As coisas invisíveis


Tinha um desenho na parede e a Cecília ficou pulando um tempão pra ver se conseguia pegar. Acho que ela sabia que era um desenho, mas, mesmo assim, continuava pulando.
Se fosse uma borboleta ou um passarinho, tenho certeza de que o instinto caçador dela a faria pular com o mesmo entusiasmo. Mas não era nada disso. Léo desenhou na parede uma coisa qualquer, ficou lindo, preto, por cima do interruptor de luz e a Cecília não resiste àquele desenho. Senta-se no chão, aos pés do interruptor e olha pra cima, fitando aquelas linhas pretas. E pula, pula como uma gata louca que é. Pra ela, não faz diferença se é de verdade ou se é de mentira. Minha gata de apartamento provavelmente nunca irá caçar um passarinho de verdade e dificilmente algum dia terá o prazer de uma investida voadora contra uma borboleta. Mas se diverte como louca com meus objetos da casa; pra ela não faz diferença. Ela nasceu com algo por dentro, algo que lhe diz para atacar quando vê uma coisa em movimento. Ou quando desconfia com muita certeza de algo parado. E assim ela luta com tudo, até com sua sombra, com a cortina que se mexe, com meu cabelo, com a luz do sol refletida nas coisas, com o rolo de papel higiênico que se move frenético quando ela puxa uma pontinha.

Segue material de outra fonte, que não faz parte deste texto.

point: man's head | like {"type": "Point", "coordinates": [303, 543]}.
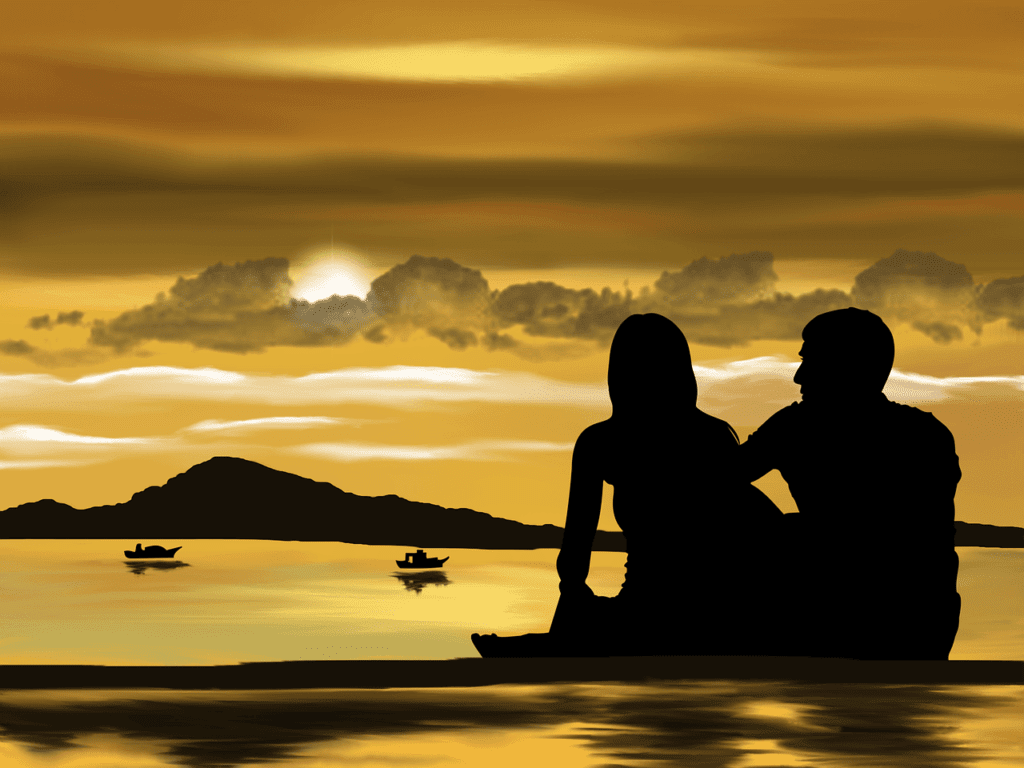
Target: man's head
{"type": "Point", "coordinates": [847, 354]}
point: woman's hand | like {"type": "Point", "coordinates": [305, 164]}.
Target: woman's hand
{"type": "Point", "coordinates": [574, 590]}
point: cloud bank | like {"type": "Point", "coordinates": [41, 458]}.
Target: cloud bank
{"type": "Point", "coordinates": [744, 393]}
{"type": "Point", "coordinates": [727, 301]}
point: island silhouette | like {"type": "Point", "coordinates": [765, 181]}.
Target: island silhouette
{"type": "Point", "coordinates": [231, 498]}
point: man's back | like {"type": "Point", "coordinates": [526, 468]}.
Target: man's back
{"type": "Point", "coordinates": [872, 546]}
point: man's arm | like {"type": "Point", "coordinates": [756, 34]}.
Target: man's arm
{"type": "Point", "coordinates": [584, 512]}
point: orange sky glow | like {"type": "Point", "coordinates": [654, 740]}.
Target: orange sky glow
{"type": "Point", "coordinates": [873, 150]}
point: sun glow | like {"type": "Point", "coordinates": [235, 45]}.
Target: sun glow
{"type": "Point", "coordinates": [326, 272]}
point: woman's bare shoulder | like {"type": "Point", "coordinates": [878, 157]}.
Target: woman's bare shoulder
{"type": "Point", "coordinates": [594, 438]}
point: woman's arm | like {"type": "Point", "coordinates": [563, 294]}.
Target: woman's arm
{"type": "Point", "coordinates": [584, 512]}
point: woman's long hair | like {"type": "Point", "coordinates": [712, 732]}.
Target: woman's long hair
{"type": "Point", "coordinates": [649, 369]}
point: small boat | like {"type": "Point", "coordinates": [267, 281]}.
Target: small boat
{"type": "Point", "coordinates": [152, 551]}
{"type": "Point", "coordinates": [419, 559]}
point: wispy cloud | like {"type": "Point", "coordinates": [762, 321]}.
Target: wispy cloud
{"type": "Point", "coordinates": [441, 61]}
{"type": "Point", "coordinates": [474, 451]}
{"type": "Point", "coordinates": [395, 386]}
{"type": "Point", "coordinates": [35, 446]}
{"type": "Point", "coordinates": [270, 422]}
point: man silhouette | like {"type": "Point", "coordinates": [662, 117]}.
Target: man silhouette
{"type": "Point", "coordinates": [869, 569]}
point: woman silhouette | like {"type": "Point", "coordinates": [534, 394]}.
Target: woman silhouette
{"type": "Point", "coordinates": [694, 535]}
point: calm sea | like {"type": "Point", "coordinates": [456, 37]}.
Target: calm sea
{"type": "Point", "coordinates": [82, 602]}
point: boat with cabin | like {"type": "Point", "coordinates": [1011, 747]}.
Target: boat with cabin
{"type": "Point", "coordinates": [154, 550]}
{"type": "Point", "coordinates": [419, 559]}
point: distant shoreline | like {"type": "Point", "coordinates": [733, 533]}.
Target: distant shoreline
{"type": "Point", "coordinates": [483, 672]}
{"type": "Point", "coordinates": [968, 535]}
{"type": "Point", "coordinates": [227, 498]}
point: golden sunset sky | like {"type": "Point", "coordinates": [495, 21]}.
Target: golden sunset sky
{"type": "Point", "coordinates": [183, 186]}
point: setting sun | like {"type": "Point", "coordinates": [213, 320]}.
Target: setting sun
{"type": "Point", "coordinates": [328, 272]}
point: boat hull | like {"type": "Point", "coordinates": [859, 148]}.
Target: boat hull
{"type": "Point", "coordinates": [150, 553]}
{"type": "Point", "coordinates": [430, 562]}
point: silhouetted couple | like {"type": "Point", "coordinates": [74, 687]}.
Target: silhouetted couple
{"type": "Point", "coordinates": [865, 569]}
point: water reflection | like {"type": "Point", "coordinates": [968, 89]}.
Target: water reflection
{"type": "Point", "coordinates": [138, 568]}
{"type": "Point", "coordinates": [416, 582]}
{"type": "Point", "coordinates": [709, 724]}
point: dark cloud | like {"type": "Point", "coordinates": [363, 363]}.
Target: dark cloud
{"type": "Point", "coordinates": [781, 316]}
{"type": "Point", "coordinates": [238, 308]}
{"type": "Point", "coordinates": [339, 316]}
{"type": "Point", "coordinates": [19, 347]}
{"type": "Point", "coordinates": [940, 332]}
{"type": "Point", "coordinates": [737, 278]}
{"type": "Point", "coordinates": [727, 301]}
{"type": "Point", "coordinates": [1004, 298]}
{"type": "Point", "coordinates": [935, 295]}
{"type": "Point", "coordinates": [43, 322]}
{"type": "Point", "coordinates": [454, 337]}
{"type": "Point", "coordinates": [551, 310]}
{"type": "Point", "coordinates": [91, 207]}
{"type": "Point", "coordinates": [425, 288]}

Tudo é tão fácil pra ela, não há distinção. Está ali, é dela. Não precisa ser de verdade, não precisa estar vivo, nem precisa ser algo. O nada também a diverte. Às vezes, ela olha fixamente pro vazio, prum canto sem nada da casa e mia ou arrepia todo o pêlo, me avisando de algo que não vejo. O que pensar dessa ameaça invisível? Tudo existe pra ela e tudo ela enxerga. As listras em seu pêlo têm uma simetria que ninguém desenhou e seus bigodes lhe avisam de coisas que eu nunca saberei. O que pensar de um ser que sempre saberá mais do que eu sobre todas as coisas desse mundo? Como não admirar com todo meu coração essa criatura que olha pro vazio com olhos que nunca se convencerão do nada?

quarta-feira, 17 de setembro de 2008

Diário-Crônica


O gato japonês


Cheguei em casa, aquelas roupas todas penduradas pelo apartamento, secando. Lavei pra ver se saia um pouco de mim daqueles tecidos. A Cecília não gosta quando lavo a roupa; estendo como consigo aquele mundaréu de coisas úmidas (que sensação terrível a de um tecido molhado!), mas a gata estranha aquela barraca colorida armada dentro de casa. Não resiste, puxa um por um, camisetas, vestidos, calcinhas, o prendedor pula como um grilo e ela o pega no ar, sua presa. Não me canso de me surpreender com as coisas incríveis que faz Cecília, mas o ritual dela de destruir aos poucos a casa sempre me intriga.
Esses dias, minha amiga Ana Cláudia foi a São Paulo e de lá me trouxe um gatinho de porcelana japonês, muito mimoso, que coloquei na estante da sala assim que cheguei. Bobagem! De manhã ele estava no chão, inteiro, mas derrotado – Cecília não deixara por menos aquela invasão de seu território. Ela não atura qualquer desaforo, nem que seja inanimado. Não sei como, mas ela conseguiu se enfiar no canto onde coloquei o gatinho e derrubou-o, impetuosamente, matando aquela coisa sem vida como se derrotasse um inimigo.
Meu gatinho de porcelana lutou e sobreviveu, por incrível que pareça, sem arranhões ou rachaduras. Mas Cecília não se convenceu com essa resistência do objeto ante sua destreza felina e, vez ou outra, ainda encurrala o pobre oriental na estante. Não há dúvidas, a casa é dela; insolente fui eu ao trazer o intruso sem pedir permissão para minha dona.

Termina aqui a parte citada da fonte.